Listing your property is easy, but how do you make sure it is effective in reaching your target audience? With more home buyers turning to online mediums to hunt for properties, creating a good property listing matters more than ever:
#1 Use good Search Engine Opitimisation (SEO) practices
Search Engine Optimisation (SEO) is essential for getting your property listing to rank in search.
First, conduct thorough keyword research to find out what phrases your target audience searches for. A tip would be to put yourself in the customer’s shoes, and think about what they are likely to search for. Following that, weave those keyword phrases into your listing. A good example would be “3-bedroom condominium in Orchard”.
Ideally, use keyword phrases between two and four words long. They should include terms such as the neighbourhood where your listing is located.
However, be careful to avoid keyword stuffing by keeping your keyword density to around two per cent. For example, if your keyword is “Orchard”, and your listing is 300 words long, it should appear no more than six times.
#2 Include high-quality photos
Good photos also make it easier for tenants or buyers to get a feel of the property. Take a variety of photos that showcase the different rooms, and highlight certain distinctive features of the property. Make sure to photograph features that you are going to highlight in the listing.
If your listing mentions a floor-to-ceiling picture window, then make sure to have photographs of it.
Consider the lighting too, as it will affect the quality of photos. It is recommended to take photos when the sun is at its highest (zenithal light), using additional indoor lighting to get the best shots. Furnish the rooms well, keeping them clean and presentable so that prospective tenants can visualise the living spaces.

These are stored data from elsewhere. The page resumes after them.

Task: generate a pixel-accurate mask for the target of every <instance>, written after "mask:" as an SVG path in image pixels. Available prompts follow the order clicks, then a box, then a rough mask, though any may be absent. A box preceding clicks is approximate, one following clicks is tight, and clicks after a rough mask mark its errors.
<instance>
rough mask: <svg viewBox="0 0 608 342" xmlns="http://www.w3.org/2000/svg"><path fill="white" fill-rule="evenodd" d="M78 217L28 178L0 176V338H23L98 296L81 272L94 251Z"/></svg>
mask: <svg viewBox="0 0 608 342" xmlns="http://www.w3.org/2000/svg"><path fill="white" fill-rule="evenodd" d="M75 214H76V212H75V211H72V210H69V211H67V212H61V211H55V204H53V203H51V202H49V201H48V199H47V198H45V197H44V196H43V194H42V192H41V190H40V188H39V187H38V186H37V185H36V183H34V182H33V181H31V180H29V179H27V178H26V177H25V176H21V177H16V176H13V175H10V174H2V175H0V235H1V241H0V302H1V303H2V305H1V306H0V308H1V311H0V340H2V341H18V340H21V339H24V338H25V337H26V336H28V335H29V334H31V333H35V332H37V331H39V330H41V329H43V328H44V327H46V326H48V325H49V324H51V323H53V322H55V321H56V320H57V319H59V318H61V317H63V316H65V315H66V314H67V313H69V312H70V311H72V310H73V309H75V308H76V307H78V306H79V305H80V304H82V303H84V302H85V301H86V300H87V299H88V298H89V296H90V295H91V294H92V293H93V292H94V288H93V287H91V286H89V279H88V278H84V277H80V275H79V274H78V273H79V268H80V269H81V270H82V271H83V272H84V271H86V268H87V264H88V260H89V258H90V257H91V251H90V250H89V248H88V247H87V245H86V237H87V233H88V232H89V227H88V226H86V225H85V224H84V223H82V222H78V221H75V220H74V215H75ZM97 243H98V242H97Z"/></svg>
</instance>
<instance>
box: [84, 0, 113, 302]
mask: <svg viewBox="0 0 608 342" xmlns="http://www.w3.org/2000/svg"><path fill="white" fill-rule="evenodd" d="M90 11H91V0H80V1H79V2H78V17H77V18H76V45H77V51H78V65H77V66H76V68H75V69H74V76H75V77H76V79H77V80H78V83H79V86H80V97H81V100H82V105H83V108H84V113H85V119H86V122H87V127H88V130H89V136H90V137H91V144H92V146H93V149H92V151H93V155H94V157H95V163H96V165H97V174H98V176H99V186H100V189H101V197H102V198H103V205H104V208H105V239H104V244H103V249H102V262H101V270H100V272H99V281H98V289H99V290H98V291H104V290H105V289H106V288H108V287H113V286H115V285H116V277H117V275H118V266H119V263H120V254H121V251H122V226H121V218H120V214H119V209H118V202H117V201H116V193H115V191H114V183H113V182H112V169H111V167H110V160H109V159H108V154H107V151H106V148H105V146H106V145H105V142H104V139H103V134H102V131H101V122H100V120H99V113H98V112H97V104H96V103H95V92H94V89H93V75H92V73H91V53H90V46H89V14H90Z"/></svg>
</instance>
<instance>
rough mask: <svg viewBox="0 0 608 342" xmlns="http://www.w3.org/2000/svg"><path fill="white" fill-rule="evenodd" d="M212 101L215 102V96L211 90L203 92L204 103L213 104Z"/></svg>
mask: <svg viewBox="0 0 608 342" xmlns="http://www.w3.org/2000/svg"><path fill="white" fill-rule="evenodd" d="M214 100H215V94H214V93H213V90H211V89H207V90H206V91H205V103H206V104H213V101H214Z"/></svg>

For the best quality photos, use a digital camera instead of a smartphone. Alternatively, consider hiring a professional.
#3 Describe the property accurately
Provide accurate information about the size of the apartment, and the condition that it is in; this helps to set realistic expectations for the prospective tenant. It also shows integrity and trustworthiness.

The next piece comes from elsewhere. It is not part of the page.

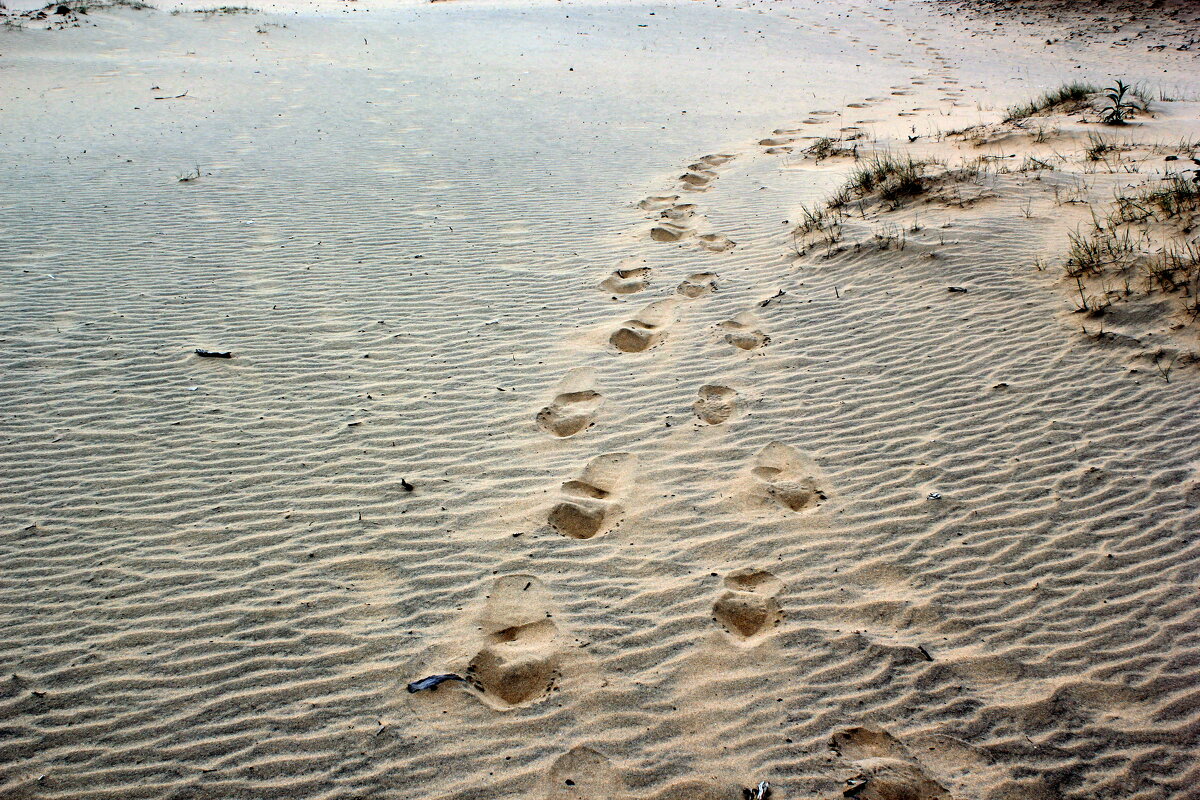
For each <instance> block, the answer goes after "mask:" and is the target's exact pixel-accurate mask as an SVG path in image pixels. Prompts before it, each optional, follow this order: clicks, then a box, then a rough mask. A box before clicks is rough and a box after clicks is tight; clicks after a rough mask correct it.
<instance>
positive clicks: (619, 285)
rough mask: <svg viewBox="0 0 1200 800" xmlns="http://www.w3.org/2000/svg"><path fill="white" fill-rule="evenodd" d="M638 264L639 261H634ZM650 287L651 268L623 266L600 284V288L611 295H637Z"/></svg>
mask: <svg viewBox="0 0 1200 800" xmlns="http://www.w3.org/2000/svg"><path fill="white" fill-rule="evenodd" d="M632 263H634V264H636V263H637V261H632ZM649 285H650V267H648V266H626V265H622V266H619V267H617V269H616V270H613V271H612V273H611V275H610V276H608V277H606V278H605V279H604V281H601V282H600V288H601V289H604V290H605V291H608V293H610V294H635V293H637V291H642V290H644V289H646V288H647V287H649Z"/></svg>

In particular, don’t “fudge” details, such as claiming that the MRT station is five minutes’ away, when you know that’s only possible at a fast jog. Also, don’t be obscure in your descriptions. For example, don’t try to cut short your description by just writing “call me for more details”.
Some readers navigate away the moment they see that – you’re demanding effort on their part before you’ve hooked them in.
#4 Choose adjectives with care, and use words that add value
Use words that put a positive spin on the description. For example, you can use “cosy” to describe a small apartment, and “luxurious” to describe an apartment with high-end facilities. However, don’t overdo it.
Note that the more adjectives you use, the more you are demanding from the reader. Imagining a cosy apartment is easy. Imagining a cosy apartment with “a delicate vibe that resonates with a sense of home” is demanding too much effort from the reader. Pick positive words, but don’t end up using flighty or poetic language.
#5 Include as much information as possible
Your property listing should include everything a home seeker would need. Include details like location, amenities, parking access, neighbouring schools, and key features of the interior. Commonly forgotten details are:
- Freehold or leasehold status
- Recent renovations (was a kitchen island or walk-in wardrobe installed?)
- Time to major roads or expressways
- Number of train stops to town (CBD area), or to other landmark areas like Changi Airport
#6 Highlight the Unique Selling Points/ Differentiators
Think about what makes your property special and different from the rest. It could be the large balcony with fantastic views, or an original glass window, flooring or decorations. Highlight the unique features so that prospective buyers can differentiate the property from the dozens they’re considering.
However, you should note that selling points differ based on your target buyer.
#7 Proofread your listing
After writing the listing, take some time to proofread it and ensure that there are no errors. Proofreading tools like Grammarly are great at catching both simple and more complex writing mistakes; it checks for grammar, word choice, sentence structure, and more. Alternatively, you could have someone take a look at the listing and help with editing.
#8 Show that you are a great landlord
To boost your credibility, you could also provide some testimonials, such as reviews and recommendations from past tenants. Airbnb has a great system of doing this, take a page out of their book. However, do be careful not to misquote your former tenants, or attribute things to them that they didn’t say.
You can also point out some of your own credentials, such as the fact that you’ve never had a dispute with tenants over 10 years, or that you are permissive of some things such as pets. Highlight your plus points.
#9 Host an open house
Other than creating a good listing, you could also host an open house. Open houses are a great way to let prospective tenants and buyers check out your listing physically. Being able to tangibly view the house is always better than browsing through a couple of photos. Furthermore, you will be able to talk to them there and then, and answer any queries that they may have.